HC Deb 29 March 1999 vol 328 cc727-8
43. Sir Teddy Taylor (Rochford and Southend, East)

For how many hours the House sat in the latest parliamentary Session; and what were the figures for five, 10 and 15 years ago. [77413]

The President of the Council and Leader of the House of Commons (Mrs. Margaret Beckett)

Last Session, the House sat for 2,117 hours and 36 minutes. In the 1992–93 Session, the figure was 1,985 hours and six minutes, and in the 1987–88 Session, 1,978 hours and 40 minutes. In 1983–84, the first Session of that Parliament, the House sat for 1,909 hours and 29 minutes. In other words, I confirm that the House sat for longer last Session than in the past.

Sir Teddy Taylor

In view of those worrying figures, does it not concern the Leader of the House that the Government are not subject to daily scrutiny for long periods during recesses? In view of Members' increased work load, might there not be a case for reducing the length of recesses and, perhaps, adjourning the House earlier than the normal 10 pm?

Mrs. Beckett

The parliamentary calendar and timing of the parliamentary day are kept under continual review by this Government, as they have been by many Governments. The hon. Gentleman will know that, up to now, although we have made some improvements following the Jopling reforms and in this Parliament, all the complications that arise from making major changes have led to their being incremental and experimental.
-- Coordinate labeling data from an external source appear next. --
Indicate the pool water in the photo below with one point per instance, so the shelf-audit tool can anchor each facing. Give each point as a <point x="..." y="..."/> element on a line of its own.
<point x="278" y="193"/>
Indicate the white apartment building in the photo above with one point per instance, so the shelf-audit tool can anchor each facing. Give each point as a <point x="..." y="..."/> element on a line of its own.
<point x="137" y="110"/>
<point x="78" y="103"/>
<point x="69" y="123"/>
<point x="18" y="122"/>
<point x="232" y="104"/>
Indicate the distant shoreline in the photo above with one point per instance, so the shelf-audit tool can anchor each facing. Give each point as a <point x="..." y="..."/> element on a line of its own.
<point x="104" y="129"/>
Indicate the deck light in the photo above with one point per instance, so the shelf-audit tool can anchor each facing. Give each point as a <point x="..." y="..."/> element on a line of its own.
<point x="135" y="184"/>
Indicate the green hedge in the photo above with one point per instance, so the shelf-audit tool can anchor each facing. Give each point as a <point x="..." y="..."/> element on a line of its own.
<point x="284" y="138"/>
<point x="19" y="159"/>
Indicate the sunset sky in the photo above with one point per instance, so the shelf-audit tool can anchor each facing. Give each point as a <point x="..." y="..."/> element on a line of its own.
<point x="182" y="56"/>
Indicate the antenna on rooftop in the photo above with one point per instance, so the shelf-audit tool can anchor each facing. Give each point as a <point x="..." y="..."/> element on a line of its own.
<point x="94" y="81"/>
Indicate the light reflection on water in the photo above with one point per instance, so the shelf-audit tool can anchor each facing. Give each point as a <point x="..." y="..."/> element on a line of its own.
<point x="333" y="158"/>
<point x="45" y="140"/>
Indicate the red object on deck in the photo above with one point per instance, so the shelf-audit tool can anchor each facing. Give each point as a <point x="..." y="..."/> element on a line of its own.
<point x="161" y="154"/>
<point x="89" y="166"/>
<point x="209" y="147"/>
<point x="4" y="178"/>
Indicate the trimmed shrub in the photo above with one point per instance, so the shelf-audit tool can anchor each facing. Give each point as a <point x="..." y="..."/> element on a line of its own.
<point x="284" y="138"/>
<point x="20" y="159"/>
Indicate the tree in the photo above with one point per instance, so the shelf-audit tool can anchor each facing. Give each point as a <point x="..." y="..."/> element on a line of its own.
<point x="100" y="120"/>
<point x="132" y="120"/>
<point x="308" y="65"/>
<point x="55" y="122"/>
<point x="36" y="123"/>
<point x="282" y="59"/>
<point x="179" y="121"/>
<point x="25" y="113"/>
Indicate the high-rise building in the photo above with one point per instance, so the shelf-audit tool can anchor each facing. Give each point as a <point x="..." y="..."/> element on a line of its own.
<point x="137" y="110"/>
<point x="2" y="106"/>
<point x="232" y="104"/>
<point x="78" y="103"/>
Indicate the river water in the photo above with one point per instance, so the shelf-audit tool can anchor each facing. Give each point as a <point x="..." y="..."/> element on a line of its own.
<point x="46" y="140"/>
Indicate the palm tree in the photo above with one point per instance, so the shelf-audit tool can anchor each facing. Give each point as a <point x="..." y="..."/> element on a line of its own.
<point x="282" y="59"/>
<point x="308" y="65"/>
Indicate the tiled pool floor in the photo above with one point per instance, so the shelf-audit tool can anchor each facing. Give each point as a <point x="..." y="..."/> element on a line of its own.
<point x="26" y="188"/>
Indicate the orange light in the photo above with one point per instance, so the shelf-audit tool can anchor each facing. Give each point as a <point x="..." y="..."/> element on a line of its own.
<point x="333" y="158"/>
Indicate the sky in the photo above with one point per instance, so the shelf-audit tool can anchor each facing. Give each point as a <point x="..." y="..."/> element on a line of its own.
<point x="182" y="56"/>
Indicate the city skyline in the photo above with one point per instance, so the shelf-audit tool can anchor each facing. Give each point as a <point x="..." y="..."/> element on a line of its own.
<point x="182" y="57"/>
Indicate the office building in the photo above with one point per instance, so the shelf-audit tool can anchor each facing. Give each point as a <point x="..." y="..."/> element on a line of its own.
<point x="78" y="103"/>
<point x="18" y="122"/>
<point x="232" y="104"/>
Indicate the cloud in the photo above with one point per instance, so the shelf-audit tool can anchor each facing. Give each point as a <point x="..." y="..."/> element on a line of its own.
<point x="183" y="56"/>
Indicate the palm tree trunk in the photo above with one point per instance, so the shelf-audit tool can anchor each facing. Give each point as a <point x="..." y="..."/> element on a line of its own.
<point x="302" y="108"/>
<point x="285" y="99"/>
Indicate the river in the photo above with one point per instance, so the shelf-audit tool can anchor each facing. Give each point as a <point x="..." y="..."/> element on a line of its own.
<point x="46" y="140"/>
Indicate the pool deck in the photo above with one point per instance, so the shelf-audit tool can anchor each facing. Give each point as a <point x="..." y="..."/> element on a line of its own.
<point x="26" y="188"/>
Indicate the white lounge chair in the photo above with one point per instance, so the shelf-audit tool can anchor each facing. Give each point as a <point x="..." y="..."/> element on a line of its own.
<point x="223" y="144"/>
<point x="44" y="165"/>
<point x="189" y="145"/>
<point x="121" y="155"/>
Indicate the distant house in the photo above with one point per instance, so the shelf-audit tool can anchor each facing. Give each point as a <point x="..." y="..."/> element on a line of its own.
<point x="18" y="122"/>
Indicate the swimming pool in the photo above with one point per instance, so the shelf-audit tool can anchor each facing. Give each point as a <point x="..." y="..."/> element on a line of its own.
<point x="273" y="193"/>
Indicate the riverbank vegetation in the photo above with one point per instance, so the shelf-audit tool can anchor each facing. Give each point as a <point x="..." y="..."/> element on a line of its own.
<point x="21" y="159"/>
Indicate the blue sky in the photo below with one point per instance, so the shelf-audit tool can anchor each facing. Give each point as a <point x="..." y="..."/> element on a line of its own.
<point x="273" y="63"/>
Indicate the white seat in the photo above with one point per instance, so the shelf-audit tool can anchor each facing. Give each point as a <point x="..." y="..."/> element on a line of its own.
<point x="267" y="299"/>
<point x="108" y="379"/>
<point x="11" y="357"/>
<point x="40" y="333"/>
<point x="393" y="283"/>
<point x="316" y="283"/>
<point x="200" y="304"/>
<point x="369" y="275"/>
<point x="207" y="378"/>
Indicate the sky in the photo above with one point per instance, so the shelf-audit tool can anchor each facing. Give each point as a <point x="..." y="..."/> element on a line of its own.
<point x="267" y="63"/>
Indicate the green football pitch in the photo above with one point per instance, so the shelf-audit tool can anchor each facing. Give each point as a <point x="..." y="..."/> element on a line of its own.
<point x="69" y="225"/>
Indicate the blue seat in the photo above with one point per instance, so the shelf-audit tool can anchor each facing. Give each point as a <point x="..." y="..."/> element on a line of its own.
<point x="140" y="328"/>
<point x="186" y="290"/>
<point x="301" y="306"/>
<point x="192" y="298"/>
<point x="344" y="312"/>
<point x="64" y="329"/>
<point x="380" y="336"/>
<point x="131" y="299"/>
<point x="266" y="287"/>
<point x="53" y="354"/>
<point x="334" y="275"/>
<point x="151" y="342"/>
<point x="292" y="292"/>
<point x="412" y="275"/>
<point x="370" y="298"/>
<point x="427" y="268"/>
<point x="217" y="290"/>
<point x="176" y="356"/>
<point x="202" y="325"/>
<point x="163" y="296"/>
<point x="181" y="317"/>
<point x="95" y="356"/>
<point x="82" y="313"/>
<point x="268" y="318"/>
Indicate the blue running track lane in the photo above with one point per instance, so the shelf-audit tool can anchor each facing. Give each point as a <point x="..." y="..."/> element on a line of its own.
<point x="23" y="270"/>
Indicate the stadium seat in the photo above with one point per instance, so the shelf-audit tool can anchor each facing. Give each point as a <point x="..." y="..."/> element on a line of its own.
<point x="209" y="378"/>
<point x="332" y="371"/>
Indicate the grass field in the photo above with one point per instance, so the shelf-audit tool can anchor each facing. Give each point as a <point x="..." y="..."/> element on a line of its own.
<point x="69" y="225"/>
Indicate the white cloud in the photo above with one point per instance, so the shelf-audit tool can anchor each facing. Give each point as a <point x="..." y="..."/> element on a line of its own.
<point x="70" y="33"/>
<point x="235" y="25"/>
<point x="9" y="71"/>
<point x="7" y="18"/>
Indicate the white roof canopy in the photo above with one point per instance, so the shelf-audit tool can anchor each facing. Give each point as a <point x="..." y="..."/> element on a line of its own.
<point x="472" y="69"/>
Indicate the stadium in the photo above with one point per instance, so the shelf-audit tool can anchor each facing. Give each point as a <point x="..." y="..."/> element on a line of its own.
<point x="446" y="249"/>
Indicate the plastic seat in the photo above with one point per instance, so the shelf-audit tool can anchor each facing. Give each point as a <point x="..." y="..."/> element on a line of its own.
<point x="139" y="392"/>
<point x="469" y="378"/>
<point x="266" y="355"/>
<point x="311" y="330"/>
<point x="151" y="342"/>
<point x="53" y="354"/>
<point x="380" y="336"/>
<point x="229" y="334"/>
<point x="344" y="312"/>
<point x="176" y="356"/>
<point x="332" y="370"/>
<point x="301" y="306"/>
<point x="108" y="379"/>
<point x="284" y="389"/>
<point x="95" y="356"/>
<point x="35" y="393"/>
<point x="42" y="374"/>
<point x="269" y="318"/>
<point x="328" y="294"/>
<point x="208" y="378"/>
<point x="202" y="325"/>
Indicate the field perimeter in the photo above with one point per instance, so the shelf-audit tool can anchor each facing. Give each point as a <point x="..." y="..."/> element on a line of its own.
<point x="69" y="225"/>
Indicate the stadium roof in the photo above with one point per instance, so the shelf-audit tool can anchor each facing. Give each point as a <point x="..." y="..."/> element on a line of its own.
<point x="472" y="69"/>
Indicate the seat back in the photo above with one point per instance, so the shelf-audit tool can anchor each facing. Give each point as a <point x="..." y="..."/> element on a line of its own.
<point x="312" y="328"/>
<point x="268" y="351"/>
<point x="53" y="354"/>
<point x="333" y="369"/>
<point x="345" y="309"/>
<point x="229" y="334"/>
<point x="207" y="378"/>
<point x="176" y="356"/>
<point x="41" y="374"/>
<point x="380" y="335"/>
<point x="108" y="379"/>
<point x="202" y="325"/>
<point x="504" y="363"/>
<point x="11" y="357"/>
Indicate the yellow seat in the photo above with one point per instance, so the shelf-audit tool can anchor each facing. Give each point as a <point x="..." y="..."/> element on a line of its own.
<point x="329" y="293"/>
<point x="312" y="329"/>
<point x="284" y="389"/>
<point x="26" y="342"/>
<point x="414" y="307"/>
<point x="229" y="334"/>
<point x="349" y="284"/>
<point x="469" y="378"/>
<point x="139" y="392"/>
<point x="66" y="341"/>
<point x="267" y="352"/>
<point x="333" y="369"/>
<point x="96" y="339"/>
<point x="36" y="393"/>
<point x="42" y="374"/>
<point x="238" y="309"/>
I suspect that that will continue.

Mrs. Gwyneth Dunwoody (Crewe and Nantwich)

My right hon. Friend will be aware that, luckily, the common sense of the House of Commons is such that most Standing Committees are ignoring the suggestion that they should meet at 9 o'clock on Thursday morning. So far, modernisation has not caused too much difficulty. I trust that she will consult very widely with those who operate in Committee—Standing and Select Committees—before she makes any changes. On a personal note, since I am working longer hours than I was when I came here in 1966, and still spending Fridays in my constituency, I hope that she will not modernise our practices any more—otherwise I shall find myself working 24-hour sessions.

Mrs. Beckett

I know that my hon. Friend, like so many Members, is permanently on duty, although I understand her wish to have more freedom about how and where that duty is exercised. I certainly assure her that we keep under review the changes that have been made and, indeed, would think very carefully about further changes. The motivation behind such changes is always to make this House more efficient and effective in the way in which it carries out its work.
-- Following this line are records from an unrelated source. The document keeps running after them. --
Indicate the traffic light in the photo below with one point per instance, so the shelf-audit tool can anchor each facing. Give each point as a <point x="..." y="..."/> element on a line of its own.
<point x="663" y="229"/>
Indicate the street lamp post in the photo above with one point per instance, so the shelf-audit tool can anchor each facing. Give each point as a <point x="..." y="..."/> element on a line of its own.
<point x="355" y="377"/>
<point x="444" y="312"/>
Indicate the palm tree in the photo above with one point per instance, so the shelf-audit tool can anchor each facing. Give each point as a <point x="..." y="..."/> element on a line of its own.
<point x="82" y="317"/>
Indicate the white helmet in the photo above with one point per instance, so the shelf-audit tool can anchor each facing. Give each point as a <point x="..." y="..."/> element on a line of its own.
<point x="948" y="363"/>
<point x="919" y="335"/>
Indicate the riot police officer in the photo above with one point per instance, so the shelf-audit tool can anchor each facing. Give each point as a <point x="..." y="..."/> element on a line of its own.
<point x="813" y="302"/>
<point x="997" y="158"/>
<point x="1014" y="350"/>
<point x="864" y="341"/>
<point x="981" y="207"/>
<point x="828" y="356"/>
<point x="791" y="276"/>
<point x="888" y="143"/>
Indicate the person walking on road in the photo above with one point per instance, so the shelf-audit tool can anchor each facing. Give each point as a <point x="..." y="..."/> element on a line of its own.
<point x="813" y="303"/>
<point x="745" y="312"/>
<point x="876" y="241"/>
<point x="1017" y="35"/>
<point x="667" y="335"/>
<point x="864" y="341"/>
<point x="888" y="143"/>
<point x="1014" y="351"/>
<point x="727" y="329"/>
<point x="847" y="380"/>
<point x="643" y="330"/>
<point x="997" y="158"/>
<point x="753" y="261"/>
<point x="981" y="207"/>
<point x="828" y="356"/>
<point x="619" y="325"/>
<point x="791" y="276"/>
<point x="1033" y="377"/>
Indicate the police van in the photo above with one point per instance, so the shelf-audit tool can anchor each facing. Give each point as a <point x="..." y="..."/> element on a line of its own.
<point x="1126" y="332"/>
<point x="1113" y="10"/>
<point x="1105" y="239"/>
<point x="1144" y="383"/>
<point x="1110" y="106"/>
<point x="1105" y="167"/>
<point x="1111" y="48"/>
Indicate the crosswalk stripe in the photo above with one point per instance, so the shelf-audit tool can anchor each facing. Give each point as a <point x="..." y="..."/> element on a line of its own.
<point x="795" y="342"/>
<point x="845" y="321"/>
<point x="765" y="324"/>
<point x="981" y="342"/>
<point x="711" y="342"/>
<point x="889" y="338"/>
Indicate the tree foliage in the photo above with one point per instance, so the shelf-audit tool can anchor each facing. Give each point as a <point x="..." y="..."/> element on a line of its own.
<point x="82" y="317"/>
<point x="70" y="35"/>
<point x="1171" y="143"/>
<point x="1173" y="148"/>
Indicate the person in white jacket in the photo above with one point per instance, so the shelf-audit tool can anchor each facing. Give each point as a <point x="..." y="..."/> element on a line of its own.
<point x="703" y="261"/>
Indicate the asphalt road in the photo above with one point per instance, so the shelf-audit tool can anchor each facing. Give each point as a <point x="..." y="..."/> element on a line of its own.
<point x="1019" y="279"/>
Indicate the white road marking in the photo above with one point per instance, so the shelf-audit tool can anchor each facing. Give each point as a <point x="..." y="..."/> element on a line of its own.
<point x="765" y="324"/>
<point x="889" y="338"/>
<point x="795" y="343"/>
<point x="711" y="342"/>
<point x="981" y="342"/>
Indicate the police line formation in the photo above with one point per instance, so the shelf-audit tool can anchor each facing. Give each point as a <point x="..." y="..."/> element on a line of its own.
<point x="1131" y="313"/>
Mr. Ronnie Fearn (Southport)

Is the right hon. Lady aware that, owing to the hours that we now work, particularly on Wednesdays and Thursdays, members of the public cannot see the House of Commons as they used to be able to? Has she any idea about how to facilitate members of the public seeing the House at various other times?

Mrs. Beckett

The House has considered these problems. Of course, it can be something of a moot point; some members of the public would rather see the House working than merely its facilities. People can always, of course, see the facilities of the House during recesses. We keep under review the degree of access that the public have to the House, and take it into account.